For the past few years, late May and June seem to have always been busy, especially when it comes to new music. This year has been no exception. In addition to last week’s interview with violinist Hilary Hahn about her composition contest, the past few weeks have allowed me to travel to the West Coast and interview five more composers for my book project as well as attend the June in Buffalo festival, live-blog the Bang on a Can Marathon, and even find time to review a three-concert “Bach & Beyond” festival in Fredonia, New York.
All this composer-based and concert-based activity has gotten me thinking about that nebulous time and space between the point where a piece of music has been created and the point where a listener/audience member first experiences that same piece. This fall, thousands of first-year music majors will be introduced to the ubiquitous diagram that attempts to describe the musical process. Sometimes written in a straight line and sometimes in a triangle-shaped closed loop, this diagram starts with the composer, moves to the performer, and ends with the audience. I’ve always thought it was a bit simplistic, and the more I get a grasp on the diverse paths a musical work can travel along this continuum, the more interested I am to explore that no man’s land that exists between creation and experience.
My main intent with this exploration is to try to understand how performers and audiences discover a new work (or a new composer) and ultimately how both parties’ interest in new music might be expanded. To this end, over the next few weeks I’ll be considering the various cogs that make up today’s contemporary music scene; these cogs might include music festivals, concert series, recording labels, media outlets, social networks, publishers, promoters, and the performers themselves.
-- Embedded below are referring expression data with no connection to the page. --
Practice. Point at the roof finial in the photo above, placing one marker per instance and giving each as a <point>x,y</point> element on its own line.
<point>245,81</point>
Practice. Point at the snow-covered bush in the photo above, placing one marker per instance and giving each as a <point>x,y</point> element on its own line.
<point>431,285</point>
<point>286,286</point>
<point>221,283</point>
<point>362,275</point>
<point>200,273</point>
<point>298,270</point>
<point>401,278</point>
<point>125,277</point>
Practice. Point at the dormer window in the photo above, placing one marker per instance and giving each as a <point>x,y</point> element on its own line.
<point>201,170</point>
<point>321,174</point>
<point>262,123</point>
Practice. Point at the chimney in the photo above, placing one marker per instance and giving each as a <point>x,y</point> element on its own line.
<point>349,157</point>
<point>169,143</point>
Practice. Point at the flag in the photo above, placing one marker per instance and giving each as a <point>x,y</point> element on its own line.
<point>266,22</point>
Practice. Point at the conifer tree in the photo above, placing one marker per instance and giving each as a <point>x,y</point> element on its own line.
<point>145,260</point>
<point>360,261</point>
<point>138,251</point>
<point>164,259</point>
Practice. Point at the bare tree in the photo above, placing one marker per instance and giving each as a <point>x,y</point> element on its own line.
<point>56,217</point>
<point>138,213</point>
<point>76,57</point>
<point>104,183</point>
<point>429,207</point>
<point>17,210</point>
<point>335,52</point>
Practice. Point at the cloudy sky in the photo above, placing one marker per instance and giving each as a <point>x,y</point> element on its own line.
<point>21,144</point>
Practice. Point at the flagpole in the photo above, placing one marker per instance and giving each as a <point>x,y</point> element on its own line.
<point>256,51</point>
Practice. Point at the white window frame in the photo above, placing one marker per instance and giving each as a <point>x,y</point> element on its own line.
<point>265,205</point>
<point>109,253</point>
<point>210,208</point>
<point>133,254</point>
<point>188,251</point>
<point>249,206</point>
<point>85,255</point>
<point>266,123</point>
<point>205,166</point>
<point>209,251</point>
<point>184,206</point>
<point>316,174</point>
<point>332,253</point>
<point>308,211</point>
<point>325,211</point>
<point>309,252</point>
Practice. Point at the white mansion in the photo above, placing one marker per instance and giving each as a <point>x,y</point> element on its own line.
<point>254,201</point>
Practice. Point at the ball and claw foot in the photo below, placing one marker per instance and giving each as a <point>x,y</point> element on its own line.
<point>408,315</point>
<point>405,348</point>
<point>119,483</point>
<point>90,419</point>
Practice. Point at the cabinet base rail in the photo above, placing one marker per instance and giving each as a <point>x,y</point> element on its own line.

Over time these aspects of our community have grown and become quite potent, if not always well understood.
Last week I attended the Bang on a Can Marathon, which supposedly had an attendance of around 10,000—an impressive number for any concert performance. To witness how the crowd grew and intensified when a well-known individual like Steve Reich came to the stage was to catch a glimmer of what could be possible. At the same time, at least that many people have filed past me within the past hour as I write this column in the Baltimore International Airport (I told you June is busy), and I would be scared to imagine how little of this slice of average America even listens to concert music at all, much less concert music which has been recently composed. There is always work to be done, and hopefully by being curious and questioning some assumptions, some progress might be made.